The University is still building on the foundation of McLuhan’s work conducted in his modest “Coach House,” where he spent much of his 30-year career at U of T, now affiliated with the Faculty of Information.
“The Centre for Culture and Technology is an intellectual cabin in a forest of city skyscrapers where Herbert Marshall McLuhan engaged the public in probing the interrelationship of technology and culture and their effects on perception and social order,” says David Nostbakken, a McLuhan former student and teaching assistant of McLuhan’s, currently the McLuhan Centre strategist.
The Centre, first established on October 24, 1963, in the heart of St. Michaels’ campus, was where McLuhan conducted Monday Night Seminars, classes, and art exhibitions, bringing together scholars and researchers from all branches of science and humanities in discourse with the city and the global village.
The present day McLuhan Centre wants to recapture the global imagination of his communications theories. The resurgence started with the famous McLuhan “Monday Night Seminars” last year, where each week three special guests interact with a McLuhan Fellow moderator, and engage the assembled attendees from the university, the city, and from around the world .“City as Classroom” has been the broad theme, with the goal to engage academics, the city, business, industry, civil society, the arts, and public and private interest.
The Centre will further reconnect McLuhan to the City of Toronto, and build a larger global village, starting with the Heritage Board recognizing the Coach House’s place in history through a plaque unveiling on October 12.
For three days after, a global conference, Toronto School, Then Now, Next, will explore the value of leading Canadian thinkers and others, contemporaries that inspired the world.
“The goal is to explore how we inform innovative thinking and intellectual provocation in Toronto, and secure Canada’s place in forward-thinking and technological reconfigurations of culture,” says Prof.

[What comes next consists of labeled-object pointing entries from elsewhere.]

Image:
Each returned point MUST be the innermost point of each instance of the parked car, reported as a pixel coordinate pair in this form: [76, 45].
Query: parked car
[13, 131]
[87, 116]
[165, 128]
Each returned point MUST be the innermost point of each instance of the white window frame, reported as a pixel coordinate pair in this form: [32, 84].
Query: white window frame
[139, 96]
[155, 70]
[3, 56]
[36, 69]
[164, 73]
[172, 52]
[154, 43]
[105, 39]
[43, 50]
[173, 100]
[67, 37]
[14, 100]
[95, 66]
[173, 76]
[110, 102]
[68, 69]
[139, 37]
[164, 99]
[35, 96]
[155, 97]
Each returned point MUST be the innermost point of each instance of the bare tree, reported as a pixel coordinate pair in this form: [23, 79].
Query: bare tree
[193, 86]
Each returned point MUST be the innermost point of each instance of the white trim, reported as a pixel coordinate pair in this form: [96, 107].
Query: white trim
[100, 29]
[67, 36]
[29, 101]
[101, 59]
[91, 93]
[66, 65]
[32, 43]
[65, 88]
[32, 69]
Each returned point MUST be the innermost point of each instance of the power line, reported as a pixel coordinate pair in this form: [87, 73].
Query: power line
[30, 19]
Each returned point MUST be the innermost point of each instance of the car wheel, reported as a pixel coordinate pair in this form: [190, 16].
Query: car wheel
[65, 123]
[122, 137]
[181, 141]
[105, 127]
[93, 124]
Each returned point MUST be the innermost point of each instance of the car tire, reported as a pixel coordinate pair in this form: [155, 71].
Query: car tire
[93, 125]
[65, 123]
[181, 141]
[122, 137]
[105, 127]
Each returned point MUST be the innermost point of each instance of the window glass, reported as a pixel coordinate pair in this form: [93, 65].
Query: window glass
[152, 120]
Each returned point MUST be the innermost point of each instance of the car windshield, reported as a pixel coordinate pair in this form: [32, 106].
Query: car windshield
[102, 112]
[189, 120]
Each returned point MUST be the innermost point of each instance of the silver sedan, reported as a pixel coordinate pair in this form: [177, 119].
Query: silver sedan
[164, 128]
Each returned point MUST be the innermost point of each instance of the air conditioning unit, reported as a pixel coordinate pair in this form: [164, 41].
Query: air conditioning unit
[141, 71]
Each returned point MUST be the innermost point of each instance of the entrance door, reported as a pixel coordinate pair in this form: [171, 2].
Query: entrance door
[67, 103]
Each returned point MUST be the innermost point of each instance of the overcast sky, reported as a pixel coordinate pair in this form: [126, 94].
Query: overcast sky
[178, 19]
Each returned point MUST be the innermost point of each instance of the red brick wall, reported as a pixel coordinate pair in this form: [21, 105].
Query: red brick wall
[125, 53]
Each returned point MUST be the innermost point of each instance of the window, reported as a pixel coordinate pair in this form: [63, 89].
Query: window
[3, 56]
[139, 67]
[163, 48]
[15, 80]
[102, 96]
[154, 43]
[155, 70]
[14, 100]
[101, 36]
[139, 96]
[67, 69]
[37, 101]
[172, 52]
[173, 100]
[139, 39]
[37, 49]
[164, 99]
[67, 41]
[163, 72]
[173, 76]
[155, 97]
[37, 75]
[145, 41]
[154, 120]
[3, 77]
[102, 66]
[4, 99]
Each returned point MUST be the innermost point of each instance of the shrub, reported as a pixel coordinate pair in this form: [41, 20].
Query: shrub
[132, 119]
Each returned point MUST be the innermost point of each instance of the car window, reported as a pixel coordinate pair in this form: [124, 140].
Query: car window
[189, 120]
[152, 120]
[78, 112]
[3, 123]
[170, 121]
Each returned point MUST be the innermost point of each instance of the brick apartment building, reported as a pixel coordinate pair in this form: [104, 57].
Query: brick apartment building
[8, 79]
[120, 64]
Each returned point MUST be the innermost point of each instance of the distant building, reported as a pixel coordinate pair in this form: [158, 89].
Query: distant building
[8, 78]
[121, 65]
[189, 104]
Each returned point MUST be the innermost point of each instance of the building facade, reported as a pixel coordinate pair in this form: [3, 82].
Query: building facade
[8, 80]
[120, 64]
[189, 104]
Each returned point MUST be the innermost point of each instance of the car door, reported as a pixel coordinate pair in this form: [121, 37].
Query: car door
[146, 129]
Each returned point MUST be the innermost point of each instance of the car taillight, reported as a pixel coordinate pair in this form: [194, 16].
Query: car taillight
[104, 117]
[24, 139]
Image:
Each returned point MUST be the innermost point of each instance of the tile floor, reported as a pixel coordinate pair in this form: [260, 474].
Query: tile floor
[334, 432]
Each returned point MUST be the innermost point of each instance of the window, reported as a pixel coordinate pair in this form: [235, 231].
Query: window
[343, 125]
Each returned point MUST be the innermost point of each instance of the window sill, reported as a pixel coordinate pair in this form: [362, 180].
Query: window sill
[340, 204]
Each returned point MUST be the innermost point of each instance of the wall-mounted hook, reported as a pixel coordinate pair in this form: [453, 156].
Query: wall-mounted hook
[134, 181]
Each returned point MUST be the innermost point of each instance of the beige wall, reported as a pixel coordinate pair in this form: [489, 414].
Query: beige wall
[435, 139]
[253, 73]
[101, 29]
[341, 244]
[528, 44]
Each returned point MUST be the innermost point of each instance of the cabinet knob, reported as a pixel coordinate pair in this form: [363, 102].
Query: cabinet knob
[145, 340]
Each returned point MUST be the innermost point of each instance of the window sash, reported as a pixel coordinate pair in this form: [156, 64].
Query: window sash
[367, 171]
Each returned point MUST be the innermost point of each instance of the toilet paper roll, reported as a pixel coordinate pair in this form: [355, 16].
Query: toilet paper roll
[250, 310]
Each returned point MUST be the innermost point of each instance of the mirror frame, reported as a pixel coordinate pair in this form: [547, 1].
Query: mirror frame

Seamus Ross, Interim Director of the McLuhan Centre.
“The conference will foster the making of an intellectual community that serves as a source of knowledgeable energy and encouragement for future research connections around the legacy of the Toronto School,” says Paolo Granata, McLuhan Centenary Fellow and Conference Chair.
Speakers include John Ralston Saul (Canada’s leading public intellectual), Mark Kingwell (Philosophy Professor), Joshua Meyrowitz (media theorist), Sara Diamond (President OCAD University), Arthur Kroker (public intellectual), Eric McLuhan (internationally known lecturer), and Gail Lord (Lord Cultural Resources).
EVENTS PLANNED (for a full event listing, please see http://thetorontoschool.ca)
- Wednesday, October 12, 12:00–1:00 pm, Toronto Heritage Plaque Unveiling (McLuhan Centre) with Kristyn Wong-Tam, City Councillor and Prof. Meric Gertler, President, University of Toronto, among other speakers
- Thursday, October 13, 5:30–7 pm, Lectio Magistralis by Paul Elie on “Glenn Gould and Marshall McLuhan” and opening of a Multi-Media Exhibition “McLuhan on Campus: Local Inspirations, Global Visions” (St. Michael’s College)
- Friday, October 14, 9–9:30 am, opening ceremony The Toronto School: Then, Now, Next International Conference (Victoria College Building).
- Sunday, October 16, 5:30–6:30 pm, Town Hall Meeting “Rethinking the Global Village in an era of Cities and Soft Power” at the Then, Now, Next International Conference (Isabel Bader Theatre).